De novo assembly and annotation of nuclear genome and ortholog search

Paired sequence files output by Trimmomatic were used as input for the GATB-Minia Pipeline (https://github.com/GATB/minia) for whole genome assembly. Assembly statistics were calculated using abyss-fac [27] and annotation was performed using AUGUSTUS [28], with the provided training sets for Triatomine and Anophelinae, Rhodnius and Aedes, respectively. Outputs were processed using getAnnoFasta.pl (github.com/nextgenusfs/augustus/blob/master/scripts/getAnnoFasta.pl).

Orthograph [29] databases were constructed using the OrthoDB v. 10.1 [30] set of single-copy orthologs (SCO) for Hemiptera and Diptera, following a custom pipeline (available at https://github.com/jsoghigian/orthoset_construction). Coding sequences output from AUGUSTUS were used as input for the search of SCO. All identified SCO were blasted against the NCBI database, using BLASTn (nucleotide query, nucleotide database) and BLASTp (amino acid query, amino acid database) [31] and the first hit was recorded. Hits were then compared to NCBI taxonomy database, and the number of arthropod orthologs was recorded for each specimen.

In order to identify variable correlations with the quality of the assembly/recovered orthologs, Pearson correlation amongst result variables was calculated using the function ggscatter of the ggpubr R [32] package. The code used is available as supporting information (S1 Appendix).

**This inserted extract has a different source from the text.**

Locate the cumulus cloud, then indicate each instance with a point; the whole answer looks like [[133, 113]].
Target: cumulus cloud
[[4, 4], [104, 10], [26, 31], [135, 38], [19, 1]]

All the scripts and commands used perform the de novo assembly, annotation and ortholog calling, BLASTn and BLASTp results filtering are publicly available (https://github.com/silviajusti/publications/blob/master/SCO_pipeline.md). The pipeline includes all the analytical steps described on the methods. This includes selection and output of identified by BLAST as belonging to the target group (in this case Arthropods).

Results

DNA extraction and sequencing

Total DNA extracted ranged from 21 to 7379 ng per specimen, which generated 0.6–10 gigabases (Gb) of raw Illumina sequencing results for all five archive mosquitoes and six kissing bug specimens (Table 2). Although complete mitochondrial genomes were uniformly assembled, nuclear genomes varied from two genomes with over 2,000 SCO identified by Orthograph, to specimens with only a few SCO. Details are below. Obtained raw reads are available on GenBank as SRA project PRJNA646392.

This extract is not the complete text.